Freitag, 12. Juni 2009

Man sollte die Bedeutung ...

... von Nichtigkeiten nicht unterschätzen. Schließlich kann eine einzige fehlende Schraube, das größte Bauwerk zum Einstürzen bringen. (Damaris Wieser)

Der Tag begann fuer mich um 5.30 Uhr. Clydes Schnauze in meinem Ohr und Bonnys aufgeregtes Wedeln mit dem Schwanz (und dabei ein staendiges tock tock tock erzeugend, da dem vollen Schwung der Rute ein Schrank im Weg stand) – ein eindeutiges Zeichen fuer: steh auf ich muss mal! (*seufz*)
Heute war ich die erste und habe daher erstmal Kaffee aufgesetzt. So an die vier Kannen Durchsatz am Morgen sind die Regel.

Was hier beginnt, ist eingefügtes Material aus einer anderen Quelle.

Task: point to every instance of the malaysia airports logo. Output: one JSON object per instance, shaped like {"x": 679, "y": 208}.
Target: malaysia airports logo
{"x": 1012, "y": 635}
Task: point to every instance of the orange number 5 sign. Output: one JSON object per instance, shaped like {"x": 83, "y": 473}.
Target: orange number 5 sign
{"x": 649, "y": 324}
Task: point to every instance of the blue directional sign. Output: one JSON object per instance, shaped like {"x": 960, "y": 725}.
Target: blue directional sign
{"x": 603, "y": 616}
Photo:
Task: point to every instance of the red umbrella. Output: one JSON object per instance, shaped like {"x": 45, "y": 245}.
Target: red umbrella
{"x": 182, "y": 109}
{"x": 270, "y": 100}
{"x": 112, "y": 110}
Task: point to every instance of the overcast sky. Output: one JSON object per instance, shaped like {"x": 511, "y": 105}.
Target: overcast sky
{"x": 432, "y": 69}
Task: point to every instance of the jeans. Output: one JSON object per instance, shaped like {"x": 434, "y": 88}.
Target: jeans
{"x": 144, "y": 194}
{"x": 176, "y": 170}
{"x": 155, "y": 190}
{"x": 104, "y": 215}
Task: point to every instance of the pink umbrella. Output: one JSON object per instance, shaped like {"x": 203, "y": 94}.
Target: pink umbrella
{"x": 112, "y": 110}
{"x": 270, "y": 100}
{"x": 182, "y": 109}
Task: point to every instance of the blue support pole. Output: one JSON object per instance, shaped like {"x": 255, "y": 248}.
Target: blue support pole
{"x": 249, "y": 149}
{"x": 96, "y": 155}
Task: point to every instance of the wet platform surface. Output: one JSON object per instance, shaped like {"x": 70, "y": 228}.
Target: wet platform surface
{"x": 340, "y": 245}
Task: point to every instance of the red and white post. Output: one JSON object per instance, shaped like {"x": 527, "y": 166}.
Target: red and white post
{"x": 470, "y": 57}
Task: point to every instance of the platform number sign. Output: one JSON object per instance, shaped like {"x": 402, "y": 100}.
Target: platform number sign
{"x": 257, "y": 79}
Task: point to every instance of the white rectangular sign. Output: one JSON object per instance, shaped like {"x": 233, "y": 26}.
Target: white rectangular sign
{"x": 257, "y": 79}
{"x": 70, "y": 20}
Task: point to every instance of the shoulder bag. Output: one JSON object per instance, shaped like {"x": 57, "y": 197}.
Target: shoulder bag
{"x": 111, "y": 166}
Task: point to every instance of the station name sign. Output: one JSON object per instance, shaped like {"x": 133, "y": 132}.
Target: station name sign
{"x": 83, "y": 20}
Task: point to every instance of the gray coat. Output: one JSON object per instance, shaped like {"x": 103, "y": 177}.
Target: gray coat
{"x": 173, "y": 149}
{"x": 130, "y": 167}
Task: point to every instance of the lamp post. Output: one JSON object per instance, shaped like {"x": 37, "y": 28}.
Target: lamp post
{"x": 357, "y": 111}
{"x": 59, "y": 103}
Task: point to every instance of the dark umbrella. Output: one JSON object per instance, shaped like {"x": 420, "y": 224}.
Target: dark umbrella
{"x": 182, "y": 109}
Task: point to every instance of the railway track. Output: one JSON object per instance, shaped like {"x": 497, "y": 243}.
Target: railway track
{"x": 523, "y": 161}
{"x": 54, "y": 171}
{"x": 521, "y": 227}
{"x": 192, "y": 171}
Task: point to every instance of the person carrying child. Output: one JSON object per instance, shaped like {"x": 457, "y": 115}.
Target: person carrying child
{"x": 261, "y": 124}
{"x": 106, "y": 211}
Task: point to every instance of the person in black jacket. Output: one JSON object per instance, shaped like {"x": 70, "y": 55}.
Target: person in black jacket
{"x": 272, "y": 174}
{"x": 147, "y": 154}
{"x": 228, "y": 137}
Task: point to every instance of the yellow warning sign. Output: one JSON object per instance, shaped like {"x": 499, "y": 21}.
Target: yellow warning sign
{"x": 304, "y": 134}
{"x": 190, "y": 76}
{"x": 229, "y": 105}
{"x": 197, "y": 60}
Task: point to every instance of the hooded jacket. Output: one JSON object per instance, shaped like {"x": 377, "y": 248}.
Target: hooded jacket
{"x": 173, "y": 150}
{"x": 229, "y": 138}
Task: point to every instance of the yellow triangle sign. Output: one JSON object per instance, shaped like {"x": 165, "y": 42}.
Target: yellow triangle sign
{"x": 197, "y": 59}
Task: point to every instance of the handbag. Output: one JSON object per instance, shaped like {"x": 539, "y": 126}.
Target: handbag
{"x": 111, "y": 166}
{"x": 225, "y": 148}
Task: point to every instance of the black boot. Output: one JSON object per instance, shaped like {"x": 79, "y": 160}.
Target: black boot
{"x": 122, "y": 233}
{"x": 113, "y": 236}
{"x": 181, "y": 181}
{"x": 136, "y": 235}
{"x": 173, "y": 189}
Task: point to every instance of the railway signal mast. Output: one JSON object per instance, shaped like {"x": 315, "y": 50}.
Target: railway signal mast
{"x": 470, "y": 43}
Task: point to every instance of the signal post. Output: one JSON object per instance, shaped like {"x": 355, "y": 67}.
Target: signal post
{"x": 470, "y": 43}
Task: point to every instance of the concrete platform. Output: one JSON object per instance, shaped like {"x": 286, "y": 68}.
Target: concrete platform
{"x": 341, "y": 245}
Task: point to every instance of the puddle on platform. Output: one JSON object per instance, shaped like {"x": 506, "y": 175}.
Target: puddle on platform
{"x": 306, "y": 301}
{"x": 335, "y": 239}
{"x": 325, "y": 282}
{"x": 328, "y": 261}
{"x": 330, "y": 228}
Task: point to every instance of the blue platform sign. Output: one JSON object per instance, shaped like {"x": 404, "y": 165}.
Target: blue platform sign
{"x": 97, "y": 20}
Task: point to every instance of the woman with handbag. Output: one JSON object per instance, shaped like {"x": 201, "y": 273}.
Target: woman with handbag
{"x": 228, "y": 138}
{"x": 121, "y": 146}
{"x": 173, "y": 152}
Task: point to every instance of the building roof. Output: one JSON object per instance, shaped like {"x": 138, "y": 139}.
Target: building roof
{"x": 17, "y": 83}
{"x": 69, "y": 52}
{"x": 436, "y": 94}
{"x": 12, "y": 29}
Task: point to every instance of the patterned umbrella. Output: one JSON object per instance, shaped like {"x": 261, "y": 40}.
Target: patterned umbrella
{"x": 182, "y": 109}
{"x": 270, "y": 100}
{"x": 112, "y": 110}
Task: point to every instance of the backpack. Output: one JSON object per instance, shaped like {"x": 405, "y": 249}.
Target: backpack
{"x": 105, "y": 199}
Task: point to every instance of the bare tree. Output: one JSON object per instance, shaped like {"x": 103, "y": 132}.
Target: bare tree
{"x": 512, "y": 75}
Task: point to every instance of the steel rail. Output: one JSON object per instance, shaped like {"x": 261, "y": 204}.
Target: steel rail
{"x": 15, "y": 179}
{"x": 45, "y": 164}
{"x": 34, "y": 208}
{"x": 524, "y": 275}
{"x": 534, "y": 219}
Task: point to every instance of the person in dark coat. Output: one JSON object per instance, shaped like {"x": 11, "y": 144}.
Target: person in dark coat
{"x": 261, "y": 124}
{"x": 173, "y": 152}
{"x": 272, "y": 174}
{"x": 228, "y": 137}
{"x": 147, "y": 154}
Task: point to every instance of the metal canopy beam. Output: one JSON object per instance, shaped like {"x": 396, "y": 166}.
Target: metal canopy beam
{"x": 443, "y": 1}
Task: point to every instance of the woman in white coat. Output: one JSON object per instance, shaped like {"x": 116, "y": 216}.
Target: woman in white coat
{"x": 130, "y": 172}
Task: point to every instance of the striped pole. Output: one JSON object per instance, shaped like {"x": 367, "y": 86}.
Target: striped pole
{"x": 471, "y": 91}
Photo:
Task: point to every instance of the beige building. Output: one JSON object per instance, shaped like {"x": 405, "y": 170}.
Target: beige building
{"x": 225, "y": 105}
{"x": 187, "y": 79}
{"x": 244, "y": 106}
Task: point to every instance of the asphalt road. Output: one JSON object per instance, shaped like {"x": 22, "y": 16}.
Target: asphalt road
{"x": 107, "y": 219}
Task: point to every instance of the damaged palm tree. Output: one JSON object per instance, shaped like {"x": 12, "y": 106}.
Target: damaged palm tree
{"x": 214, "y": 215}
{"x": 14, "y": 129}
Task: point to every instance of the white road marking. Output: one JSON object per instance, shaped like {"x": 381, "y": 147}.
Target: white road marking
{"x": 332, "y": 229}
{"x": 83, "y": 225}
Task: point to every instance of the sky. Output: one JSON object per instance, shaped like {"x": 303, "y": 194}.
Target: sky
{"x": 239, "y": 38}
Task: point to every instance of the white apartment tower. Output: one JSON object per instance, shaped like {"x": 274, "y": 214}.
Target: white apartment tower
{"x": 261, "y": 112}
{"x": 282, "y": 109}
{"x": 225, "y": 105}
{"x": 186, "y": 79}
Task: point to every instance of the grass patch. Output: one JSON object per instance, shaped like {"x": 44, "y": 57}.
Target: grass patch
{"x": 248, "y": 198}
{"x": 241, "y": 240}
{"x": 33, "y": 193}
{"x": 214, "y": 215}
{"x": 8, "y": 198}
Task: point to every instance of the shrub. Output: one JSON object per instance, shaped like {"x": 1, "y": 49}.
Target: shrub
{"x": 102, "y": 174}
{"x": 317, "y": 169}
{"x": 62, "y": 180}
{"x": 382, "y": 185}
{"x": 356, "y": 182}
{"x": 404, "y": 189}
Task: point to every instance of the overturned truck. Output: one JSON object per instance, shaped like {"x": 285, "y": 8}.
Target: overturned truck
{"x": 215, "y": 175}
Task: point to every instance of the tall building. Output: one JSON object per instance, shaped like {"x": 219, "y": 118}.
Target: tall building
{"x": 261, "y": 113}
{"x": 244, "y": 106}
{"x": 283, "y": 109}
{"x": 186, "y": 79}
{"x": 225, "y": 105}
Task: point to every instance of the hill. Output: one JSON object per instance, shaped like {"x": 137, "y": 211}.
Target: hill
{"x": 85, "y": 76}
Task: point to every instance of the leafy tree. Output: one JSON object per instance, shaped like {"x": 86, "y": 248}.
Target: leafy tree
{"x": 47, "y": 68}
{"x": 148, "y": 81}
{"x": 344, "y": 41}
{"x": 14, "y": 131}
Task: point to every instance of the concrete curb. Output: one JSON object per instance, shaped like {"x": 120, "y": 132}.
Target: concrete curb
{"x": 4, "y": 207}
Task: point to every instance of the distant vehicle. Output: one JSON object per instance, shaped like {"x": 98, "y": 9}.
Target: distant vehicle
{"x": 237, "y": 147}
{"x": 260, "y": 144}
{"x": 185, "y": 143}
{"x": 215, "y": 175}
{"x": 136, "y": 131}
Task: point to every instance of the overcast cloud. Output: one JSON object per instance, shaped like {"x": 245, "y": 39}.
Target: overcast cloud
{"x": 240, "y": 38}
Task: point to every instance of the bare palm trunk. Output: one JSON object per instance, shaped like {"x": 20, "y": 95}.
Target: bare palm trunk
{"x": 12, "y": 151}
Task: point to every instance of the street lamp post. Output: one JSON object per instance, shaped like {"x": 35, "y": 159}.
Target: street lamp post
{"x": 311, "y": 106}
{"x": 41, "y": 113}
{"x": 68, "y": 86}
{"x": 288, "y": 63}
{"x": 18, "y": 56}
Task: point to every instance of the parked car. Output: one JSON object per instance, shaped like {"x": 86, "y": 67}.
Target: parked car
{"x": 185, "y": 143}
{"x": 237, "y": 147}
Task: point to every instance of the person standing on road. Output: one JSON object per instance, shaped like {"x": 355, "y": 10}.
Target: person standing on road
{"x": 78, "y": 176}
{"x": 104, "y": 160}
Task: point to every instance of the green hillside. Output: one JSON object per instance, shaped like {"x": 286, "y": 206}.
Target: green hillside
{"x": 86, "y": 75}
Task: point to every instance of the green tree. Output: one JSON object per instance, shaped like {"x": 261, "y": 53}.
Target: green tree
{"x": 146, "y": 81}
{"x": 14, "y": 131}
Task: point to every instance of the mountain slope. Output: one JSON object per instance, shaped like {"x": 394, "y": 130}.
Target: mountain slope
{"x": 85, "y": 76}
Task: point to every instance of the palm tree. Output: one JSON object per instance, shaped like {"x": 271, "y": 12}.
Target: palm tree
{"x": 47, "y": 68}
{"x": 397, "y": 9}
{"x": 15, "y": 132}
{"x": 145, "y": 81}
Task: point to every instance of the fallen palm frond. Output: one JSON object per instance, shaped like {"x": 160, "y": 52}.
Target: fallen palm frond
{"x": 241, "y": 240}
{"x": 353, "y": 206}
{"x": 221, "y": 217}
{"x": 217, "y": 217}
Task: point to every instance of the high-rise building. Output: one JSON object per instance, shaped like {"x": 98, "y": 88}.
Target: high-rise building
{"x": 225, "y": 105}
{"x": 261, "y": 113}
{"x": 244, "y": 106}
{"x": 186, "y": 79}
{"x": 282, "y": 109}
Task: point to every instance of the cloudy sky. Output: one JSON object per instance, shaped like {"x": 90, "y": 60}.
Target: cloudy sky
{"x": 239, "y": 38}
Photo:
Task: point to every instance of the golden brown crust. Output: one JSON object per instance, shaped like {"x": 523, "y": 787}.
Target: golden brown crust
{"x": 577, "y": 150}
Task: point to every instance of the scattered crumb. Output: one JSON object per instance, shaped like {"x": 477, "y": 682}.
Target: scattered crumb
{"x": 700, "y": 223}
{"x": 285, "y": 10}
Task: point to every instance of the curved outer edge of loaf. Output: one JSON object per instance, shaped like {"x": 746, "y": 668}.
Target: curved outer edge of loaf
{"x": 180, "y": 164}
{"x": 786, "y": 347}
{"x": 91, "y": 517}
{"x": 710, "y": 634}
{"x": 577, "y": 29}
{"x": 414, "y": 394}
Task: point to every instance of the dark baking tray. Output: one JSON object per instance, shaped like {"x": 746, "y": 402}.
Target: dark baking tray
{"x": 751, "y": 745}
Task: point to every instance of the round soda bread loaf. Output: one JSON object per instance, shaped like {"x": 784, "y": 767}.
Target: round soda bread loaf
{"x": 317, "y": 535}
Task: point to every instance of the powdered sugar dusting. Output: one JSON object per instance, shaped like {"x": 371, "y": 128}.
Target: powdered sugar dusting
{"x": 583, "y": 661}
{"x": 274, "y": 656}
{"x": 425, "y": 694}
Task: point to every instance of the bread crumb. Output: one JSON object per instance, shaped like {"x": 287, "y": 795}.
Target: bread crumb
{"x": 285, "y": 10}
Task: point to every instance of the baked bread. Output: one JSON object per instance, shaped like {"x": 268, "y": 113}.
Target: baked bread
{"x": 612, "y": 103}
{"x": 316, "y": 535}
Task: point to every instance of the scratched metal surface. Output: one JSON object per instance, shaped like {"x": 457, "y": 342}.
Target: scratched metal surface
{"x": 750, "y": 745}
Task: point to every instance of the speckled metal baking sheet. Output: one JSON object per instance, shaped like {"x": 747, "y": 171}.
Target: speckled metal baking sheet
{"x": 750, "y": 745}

Damit ich mit dem Blog up to date bleibe, hole ich meinen Schleppi und schreib’ mal schnell ein paar Zeilen. Dann taucht auch schon Dwight auf, der normlerweise der zweite ist und erstmal eine raucht. Kevin, der im Wohnzimmer schlaeft, wo jeder durchlaufen muss, folgt auf den Fuss.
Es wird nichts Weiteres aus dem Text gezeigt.